Quel plaisir de lecture ! Un siècle plus tard le bonheur est toujours aussi fort. La guerre des boutons de Louis Pergaud est un roman qui n’a pas vieilli. Le thème éternel est probablement une des clés de ce succès : deux bandes d’enfants rivales s’affrontent en raison d’une insulte. Les « couilles molles » de Longeverne contre les « paigne ku » de Velran vont entamer une lutte sans merci où presque tous les coups seront permis. Avec ce conflit l’écrivain, qui fut brièvement instituteur, évoque de nombreux thèmes de l’enfance : solidarité, obéissance aux parents, rôle de l’école, amitié, solidarité.

Comme l’écrivait Alphonse Boudard en 1990 dans sa postface, ce roman est aujourd’hui celui de la nostalgie. Celle d’un temps où les enfants allaient à l’école à travers champs, où les instituteurs et les élèves revêtaient des blouses, jouaient aux billes dans la cour de l’école. Nostalgie d’un monde majoritairement agricole qui se retrouvait le dimanche sur le parvis de l’église après la messe dominicale. Nostalgie d’une époque où les conflits ne se résolvaient pas avec des armes mais en retirant avec un canif les boutons des vaincus. Nostalgie d’un film d’Yves Robert qui popularisa Petit et Grand Gibus et la réplique « Si j’avais su, j’aurais pas v’nu ». Nostalgie personnelle de l’édition Livre de Poche à la couverture usée par les regards, un dessin d’un enfant nu, jambes et bras écartés, avec une épée de bois à la main sur un fond vert. Nostalgie d’une France disparue, aujourd’hui fantasmée et dont le roman nous donne une image couleur sépia.

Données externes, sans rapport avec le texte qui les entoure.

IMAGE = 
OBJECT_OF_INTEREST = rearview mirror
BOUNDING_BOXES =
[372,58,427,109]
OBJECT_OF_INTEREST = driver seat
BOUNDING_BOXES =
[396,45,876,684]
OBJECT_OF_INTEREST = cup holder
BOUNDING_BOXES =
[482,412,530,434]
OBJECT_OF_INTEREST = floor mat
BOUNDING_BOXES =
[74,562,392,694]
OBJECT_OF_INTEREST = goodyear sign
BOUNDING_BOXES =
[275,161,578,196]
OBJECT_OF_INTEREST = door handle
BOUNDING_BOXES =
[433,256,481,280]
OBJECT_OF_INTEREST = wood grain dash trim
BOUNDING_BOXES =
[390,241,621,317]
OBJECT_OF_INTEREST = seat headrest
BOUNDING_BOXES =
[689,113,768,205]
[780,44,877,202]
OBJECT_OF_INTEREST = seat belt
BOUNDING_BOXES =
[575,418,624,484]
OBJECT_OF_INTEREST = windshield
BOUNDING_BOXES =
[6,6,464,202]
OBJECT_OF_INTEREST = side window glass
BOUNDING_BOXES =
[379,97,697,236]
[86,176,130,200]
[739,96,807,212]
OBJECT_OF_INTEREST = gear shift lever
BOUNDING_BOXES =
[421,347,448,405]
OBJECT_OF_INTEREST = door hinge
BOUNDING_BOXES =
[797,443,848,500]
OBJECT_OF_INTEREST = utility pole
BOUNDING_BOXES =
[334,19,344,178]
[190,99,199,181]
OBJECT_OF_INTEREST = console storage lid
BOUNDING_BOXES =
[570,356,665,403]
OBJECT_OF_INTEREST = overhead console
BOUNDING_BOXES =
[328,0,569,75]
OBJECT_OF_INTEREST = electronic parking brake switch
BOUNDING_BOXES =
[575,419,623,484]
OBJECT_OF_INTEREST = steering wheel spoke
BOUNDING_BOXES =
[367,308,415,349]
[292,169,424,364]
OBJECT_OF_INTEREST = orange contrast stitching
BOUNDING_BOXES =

Nostalgie aussi certainement pour Futuropolis qui réédite trois décennies plus tard l’édition illustrée par Florence Cestac, créatrice de la maison en 1970. La dessinatrice normande, multi primée depuis, a déjà son style si remarquable. Ces personnages ont de gros nez, les traits sont arrondis et permettent d’illustrer des ouvrages pour adultes comme pour les enfants. Et cela tombe bien parce que le roman de Pergaud parle d’enfants mais s’adresse surtout à des adultes. L’osmose est parfaite entre le texte et le dessin qui individualise peu les personnages pour montrer qu’au delà des deux groupes opposés il s’agit en fait d’enfants identiques. Plus que d’adolescents, Pergaud décrit des tribus, des communautés avec leurs codes et leurs lois.

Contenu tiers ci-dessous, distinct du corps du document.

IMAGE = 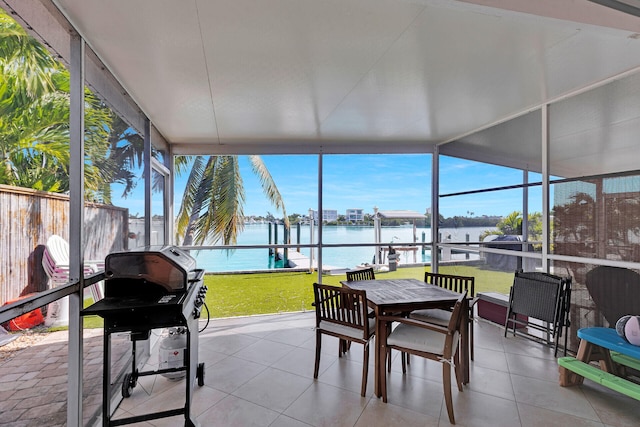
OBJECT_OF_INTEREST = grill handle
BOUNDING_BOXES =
[187,268,204,283]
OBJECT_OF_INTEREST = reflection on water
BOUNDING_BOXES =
[193,224,487,272]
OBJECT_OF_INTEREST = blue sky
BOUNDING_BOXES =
[114,154,541,221]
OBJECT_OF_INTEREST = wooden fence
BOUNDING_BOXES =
[0,185,129,305]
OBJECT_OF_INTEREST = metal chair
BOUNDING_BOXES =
[409,271,478,360]
[379,292,467,424]
[313,283,376,396]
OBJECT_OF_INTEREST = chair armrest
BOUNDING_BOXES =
[378,316,449,334]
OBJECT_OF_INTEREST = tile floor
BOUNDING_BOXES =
[114,313,640,427]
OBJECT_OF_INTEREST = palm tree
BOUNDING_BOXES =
[0,11,288,244]
[176,156,289,246]
[0,9,111,200]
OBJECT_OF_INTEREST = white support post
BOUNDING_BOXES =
[67,33,85,426]
[317,152,323,283]
[541,104,551,272]
[143,119,153,246]
[431,145,440,273]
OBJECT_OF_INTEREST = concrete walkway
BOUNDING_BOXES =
[0,329,131,427]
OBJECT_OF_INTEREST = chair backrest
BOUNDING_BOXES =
[313,283,369,337]
[46,234,69,267]
[443,291,467,358]
[424,271,476,298]
[585,265,640,327]
[347,267,376,282]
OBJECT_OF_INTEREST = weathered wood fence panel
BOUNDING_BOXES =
[0,185,129,305]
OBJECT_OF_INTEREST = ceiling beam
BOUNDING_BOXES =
[459,0,640,33]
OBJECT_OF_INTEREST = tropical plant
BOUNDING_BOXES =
[176,156,289,246]
[0,12,111,200]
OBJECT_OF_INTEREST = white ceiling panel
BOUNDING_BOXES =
[37,0,640,164]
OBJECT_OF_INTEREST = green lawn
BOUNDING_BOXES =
[204,265,513,318]
[74,265,513,328]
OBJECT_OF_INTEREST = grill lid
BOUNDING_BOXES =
[105,245,199,292]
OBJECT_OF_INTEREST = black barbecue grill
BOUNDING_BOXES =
[83,246,207,426]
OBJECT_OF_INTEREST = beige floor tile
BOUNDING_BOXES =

Le style est flamboyant, argotique et même avec des rappels en bas de page, le vocabulaire franc comtois vous invite à la réflexion. Il faut vous familiariser avec miguer, le baudrion ou les avarchots. Pergaud, admirateur de Rabelais, est à sa manière un précurseur de la prose célinienne pour ici, faire rire, amuser sans arrière pensée philosophique: « j’ai voulu faire un livre sain, qui fut à la fois gaulois, épique et rabelaisien, un livre où coulât la sève, la vie l’enthousiasme et ce rire, ce grand rire joyeux qui devait secouer les tripes de nos pères (…) ». Et l’on rit en lisant les situations polissonnes, les libertés de vocabulaire, et la niaiserie des adultes comme le père Simon ou la garde champêtre, personnages que Florence Cestac croque avec jubilation. Pas de filtre dans le vocabulaire et donc aucun filtre dans le comportement des enfants qui se conduisent comme des … enfants spontanés et naturels.

Louis Pergaud écrivit son roman en 1912. Trois ans plus tard il était tué sur le champ de bataille. Le champ, un de ceux peut être que traversait le Grand Gibus avant de se faire houspiller en classe par le père Simon. Il avait pour ambition de faire rire ces lecteurs. Objectif réussi au delà des années.

La Guerre des Boutons de Louis Pergaud, illustré par Françoise Cestac. Éditions Futuropolis. 258 pages. 28€.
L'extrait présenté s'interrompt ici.